Tahliye olan sanıkların Cemaat’le ilgili Başbakan Erdoğan’a ihbar mektupları gönderildiğini belirten Görmüş, “Yeni bir soruşturma ve dava bombardımanıyla karşılaşılacak bir dönem olacak.” tespitinde bulundu.
Hizmet Hareketi, 17 Aralık yolsuzluk operasyonundan sonra başta Başbakan Tayyip Erdoğan olmak üzere bakanlar ve hükümet medyası tarafından hedef tahtasına konuldu. Hükümet medyasının iftira içerikli haberleri ardı ardına tekzip edilirken, Başbakan Erdoğan’ın iddialarının doğruluğu da ispatlanamadı. AKP hükümetine, son olarak azami tutukluluk süresinin 5 yılla sınırlandırılması sonucu tahliye olan Ergenekon sanıkları el uzattı. Doğu Perinçek, “Cemaat’i bitirmek için Tayyip Erdoğan’la beraber olacağız.” derken, Tuncay Özkan, “Hükümet bize güvence versin, elimizdeki bilgi belgeleri sunacağız, bu çeteye karşı birlikte savaşacağız.” ifadelerini kullandı. Ergenekon silahlı terör örgütü sanıklarıyla hükümet arasındaki işbirliğini, ‘darbe günlüklerini’ yayımlayan gazeteci-yazar Alper Görmüş gözler önüne serdi.
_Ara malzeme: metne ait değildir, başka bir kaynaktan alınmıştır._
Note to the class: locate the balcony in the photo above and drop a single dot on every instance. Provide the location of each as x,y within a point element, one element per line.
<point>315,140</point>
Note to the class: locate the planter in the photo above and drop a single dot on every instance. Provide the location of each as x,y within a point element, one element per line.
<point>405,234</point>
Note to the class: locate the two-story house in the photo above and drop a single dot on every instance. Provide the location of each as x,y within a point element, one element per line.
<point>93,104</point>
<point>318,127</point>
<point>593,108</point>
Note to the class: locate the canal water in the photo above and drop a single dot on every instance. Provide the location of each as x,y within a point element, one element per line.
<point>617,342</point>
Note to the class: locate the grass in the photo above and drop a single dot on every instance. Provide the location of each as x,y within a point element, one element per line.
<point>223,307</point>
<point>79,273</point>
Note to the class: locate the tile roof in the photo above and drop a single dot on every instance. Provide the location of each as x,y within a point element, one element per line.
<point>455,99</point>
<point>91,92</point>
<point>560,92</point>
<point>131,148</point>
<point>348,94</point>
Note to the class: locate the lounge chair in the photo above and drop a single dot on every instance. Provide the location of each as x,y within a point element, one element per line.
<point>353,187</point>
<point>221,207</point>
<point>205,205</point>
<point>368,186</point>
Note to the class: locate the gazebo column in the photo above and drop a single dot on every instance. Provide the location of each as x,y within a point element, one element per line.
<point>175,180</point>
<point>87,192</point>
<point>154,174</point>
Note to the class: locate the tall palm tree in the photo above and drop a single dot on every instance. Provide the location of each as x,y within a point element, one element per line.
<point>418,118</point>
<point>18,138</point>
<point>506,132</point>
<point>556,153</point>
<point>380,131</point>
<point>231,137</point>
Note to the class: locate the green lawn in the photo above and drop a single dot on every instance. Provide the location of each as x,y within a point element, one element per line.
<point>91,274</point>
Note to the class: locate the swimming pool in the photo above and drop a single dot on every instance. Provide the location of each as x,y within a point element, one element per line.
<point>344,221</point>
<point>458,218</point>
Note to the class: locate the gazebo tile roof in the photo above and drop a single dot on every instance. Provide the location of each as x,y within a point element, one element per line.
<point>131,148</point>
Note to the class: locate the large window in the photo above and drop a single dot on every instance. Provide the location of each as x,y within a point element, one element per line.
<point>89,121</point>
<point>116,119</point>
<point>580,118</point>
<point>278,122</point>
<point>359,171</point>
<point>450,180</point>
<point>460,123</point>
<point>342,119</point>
Türkiye Gazetesi’nden ayrıldıktan sonra El Cezire Türk’te editör danışmanlığı yapan Görmüş, burada ‘Hükümet ve Ergenekon Cemaat karşısında’ başlıklı bir yazı kaleme aldı. Erdoğan’ın her vesileyle tekrarladığı ‘Cemaat’le hesaplaşmanın’ bir kolunun, Ergenekon sanıklarının ihbar ve şikâyetleriyle başlatılan soruşturmalar olduğunu kaydetti. Ergenekon sanıklarının Cemaat’le ilgili olarak Başbakanlık İletişim Merkezi (BİMER) üzerinden Başbakan Tayyip Erdoğan’a yazdığı mektupların ve çeşitli ihbarların soruşturmaya dönüştüğünü belirterek, “Önümüzdeki dönem, Ergenekon davası sanıklarının ihbarcı ve şikâyetçi, Gülen Cemaati’nin devlet içinde ‘paralel bir yapı’ oluşturmakla itham edilen bağlılarının ise ‘şüpheli’ ve ‘sanık’ konumunda yer alacakları yeni bir soruşturma ve dava bombardımanıyla karşılaşılacak bir dönem olacak.” ifadesini kullandı.
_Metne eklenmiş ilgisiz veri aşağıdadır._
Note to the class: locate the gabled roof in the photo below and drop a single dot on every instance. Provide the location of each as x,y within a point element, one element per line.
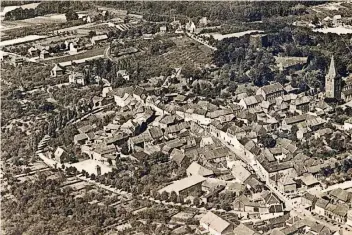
<point>196,169</point>
<point>242,229</point>
<point>272,88</point>
<point>183,184</point>
<point>215,222</point>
Görmüş, bu iddiasını ise şu örneklerle ortaya koydu: “2 Nisan’da Sabah gazetesinin ‘Yılmazer’e kumpas soruşturması’ başlığıyla verdiği habere göre son tahliyelerle serbest kalan Ergenekon hükümlüsü emekli Albay Fikri Karadağ, BİMER’e bir mektup gönderdi. Mektupta Karadağ, 2008’deki sorgusu sırasında eski İstanbul İstihbarat Müdürü Ali Fuat Yılmazer’in kendisini Başbakan aleyhinde ifade vermeye zorladığını söylüyordu. İhbar dilekçesi BİMER tarafından Adalet Bakanlığı’na, oradan da İstanbul Cumhuriyet Başsavcılığı’na gönderildi ve soruşturma başlatıldı... 16 Nisan’da çeşitli gazetelerde yer alan bir başka haber, yine bir Ergenekon sanığının şikâyeti ve ihbarı üzerine başlatılan bir Cemaat soruşturmasına ilişkindi. İhbarın sahibi, Ergenekon davasında 6 yıl tutuklu kaldıktan sonra geçtiğimiz ay tahliye edilen avukat Kemal Kerinçsiz. Kerinçsiz, henüz cezaevindeyken, 28 Ocak 2014’te BİMER’e gönderdiği dilekçede, Başbakan’ın ‘devlet içinde paralel bir yapı oluşturulduğu’ şeklindeki tespitine atıfla, bu yapı içinde yer aldıklarını iddia ettiği bazı polisler hakkında suç duyurusunda bulundu. Başbakanlık yetkilileri, tıpkı Fikri Karadağ’ın başvurusunda olduğu gibi bu dilekçeyi de İstanbul Cumhuriyet Başsavcılığı’na gönderdi. Başsavcılığın görevlendirdiği Cumhuriyet Savcısı Mesut Erdinç de Kerinçsiz’in dilekçesinde tek tek isimleri sayılan bazı polisler hakkında soruşturma başlattı.”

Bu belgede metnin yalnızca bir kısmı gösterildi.